Maybe we're making too many assumptions here and we all know about assuming, right!? :-) It's all good and the OP is hopefully benefitting from the debate, and to me that's the important thing.
Regards,
Bob @ Kidderville Acres
A Woodworkers mind should be the sharpest tool in the shop!
I'm with Bob on this, time to quit talking and get to planing -- would have been long since completed. 1/8" is not that much and you stand to make things much worse if you cut and reglue. I just made a maple tabletop that I hand planed to flat after the final glue up (machine planed the two laminated halves, then glued them together). Wasn't as large as yours, but your's is manageable. I suggest the router sled flattening or hand plane, but would advise against cutting and regluing. Just my thoughts.Woody
Bob, I sort of agree, but from previous experience of making this type of mistake I find the need to stick to the original plan is reinforced by the need to fix a silly mistake and the thought of losing 1/8th or more in thickness would be irking.(Some sort of psychology ).Also, I bet the "discrepancy" is more than 1/8th (;)

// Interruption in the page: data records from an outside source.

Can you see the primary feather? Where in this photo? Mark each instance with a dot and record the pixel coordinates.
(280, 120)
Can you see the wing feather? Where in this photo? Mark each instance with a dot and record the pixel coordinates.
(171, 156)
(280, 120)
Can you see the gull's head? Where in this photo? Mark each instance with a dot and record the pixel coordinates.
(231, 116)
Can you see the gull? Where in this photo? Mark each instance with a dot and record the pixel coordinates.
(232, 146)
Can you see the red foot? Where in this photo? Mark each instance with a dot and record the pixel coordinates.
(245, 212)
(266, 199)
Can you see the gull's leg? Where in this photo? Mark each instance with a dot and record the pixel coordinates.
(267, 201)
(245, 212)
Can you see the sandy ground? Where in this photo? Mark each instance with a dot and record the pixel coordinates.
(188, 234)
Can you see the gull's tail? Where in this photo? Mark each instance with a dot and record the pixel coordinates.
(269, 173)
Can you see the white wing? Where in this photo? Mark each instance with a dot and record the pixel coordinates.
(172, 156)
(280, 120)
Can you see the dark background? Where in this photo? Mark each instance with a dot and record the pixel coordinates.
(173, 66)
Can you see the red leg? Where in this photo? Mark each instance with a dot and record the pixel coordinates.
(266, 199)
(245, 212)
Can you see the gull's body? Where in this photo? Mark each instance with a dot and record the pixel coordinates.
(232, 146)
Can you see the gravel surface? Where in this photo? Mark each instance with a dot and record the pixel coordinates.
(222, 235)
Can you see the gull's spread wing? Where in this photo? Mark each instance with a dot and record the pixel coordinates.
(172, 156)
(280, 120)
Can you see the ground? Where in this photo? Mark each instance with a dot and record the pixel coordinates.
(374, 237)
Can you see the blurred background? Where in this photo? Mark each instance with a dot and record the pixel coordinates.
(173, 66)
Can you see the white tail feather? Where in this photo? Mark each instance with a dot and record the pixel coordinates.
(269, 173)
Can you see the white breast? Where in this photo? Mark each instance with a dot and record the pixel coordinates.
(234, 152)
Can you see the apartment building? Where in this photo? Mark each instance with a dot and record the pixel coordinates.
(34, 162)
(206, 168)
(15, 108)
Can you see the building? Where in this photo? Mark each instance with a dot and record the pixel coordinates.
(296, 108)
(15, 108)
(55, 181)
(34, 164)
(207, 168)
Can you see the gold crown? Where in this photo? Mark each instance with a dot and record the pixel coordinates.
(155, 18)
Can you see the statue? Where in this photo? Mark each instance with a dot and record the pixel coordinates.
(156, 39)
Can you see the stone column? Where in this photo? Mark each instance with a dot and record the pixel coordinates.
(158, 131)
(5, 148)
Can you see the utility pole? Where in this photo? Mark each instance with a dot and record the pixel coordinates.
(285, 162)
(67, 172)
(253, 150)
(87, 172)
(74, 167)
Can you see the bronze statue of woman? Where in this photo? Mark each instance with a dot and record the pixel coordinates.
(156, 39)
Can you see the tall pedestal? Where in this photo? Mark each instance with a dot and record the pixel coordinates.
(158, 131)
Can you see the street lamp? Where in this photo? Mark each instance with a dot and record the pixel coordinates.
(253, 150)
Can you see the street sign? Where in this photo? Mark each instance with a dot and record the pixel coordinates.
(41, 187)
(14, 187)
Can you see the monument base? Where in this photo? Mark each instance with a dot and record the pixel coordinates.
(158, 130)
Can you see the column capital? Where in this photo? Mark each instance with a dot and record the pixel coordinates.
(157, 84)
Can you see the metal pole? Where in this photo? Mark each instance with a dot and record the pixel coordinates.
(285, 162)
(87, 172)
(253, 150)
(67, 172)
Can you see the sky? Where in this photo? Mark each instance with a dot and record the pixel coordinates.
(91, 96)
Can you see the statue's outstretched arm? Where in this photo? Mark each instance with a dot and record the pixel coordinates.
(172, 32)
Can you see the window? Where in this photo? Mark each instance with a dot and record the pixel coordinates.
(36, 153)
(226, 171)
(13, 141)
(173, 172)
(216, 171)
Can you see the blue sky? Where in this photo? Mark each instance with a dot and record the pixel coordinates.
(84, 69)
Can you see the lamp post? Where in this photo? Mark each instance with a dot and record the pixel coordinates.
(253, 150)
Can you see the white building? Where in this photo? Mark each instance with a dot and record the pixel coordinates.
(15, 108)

Ofcourse the type of equipment on hand also factors in- with some space and the availability of a table with wheels at suitable height for the table saw plus a nice long jointer things are easier. Without that I still would be looking to router, straight edge and long bit .
Philip Marcou
Why go through all that? Just make up a router sled and use a 1” mortise bit. I flattened mine in about 3 hours and that included making the jig. Nothing to cut up and re-glue, just 1/8” worth of sawdust to clean up.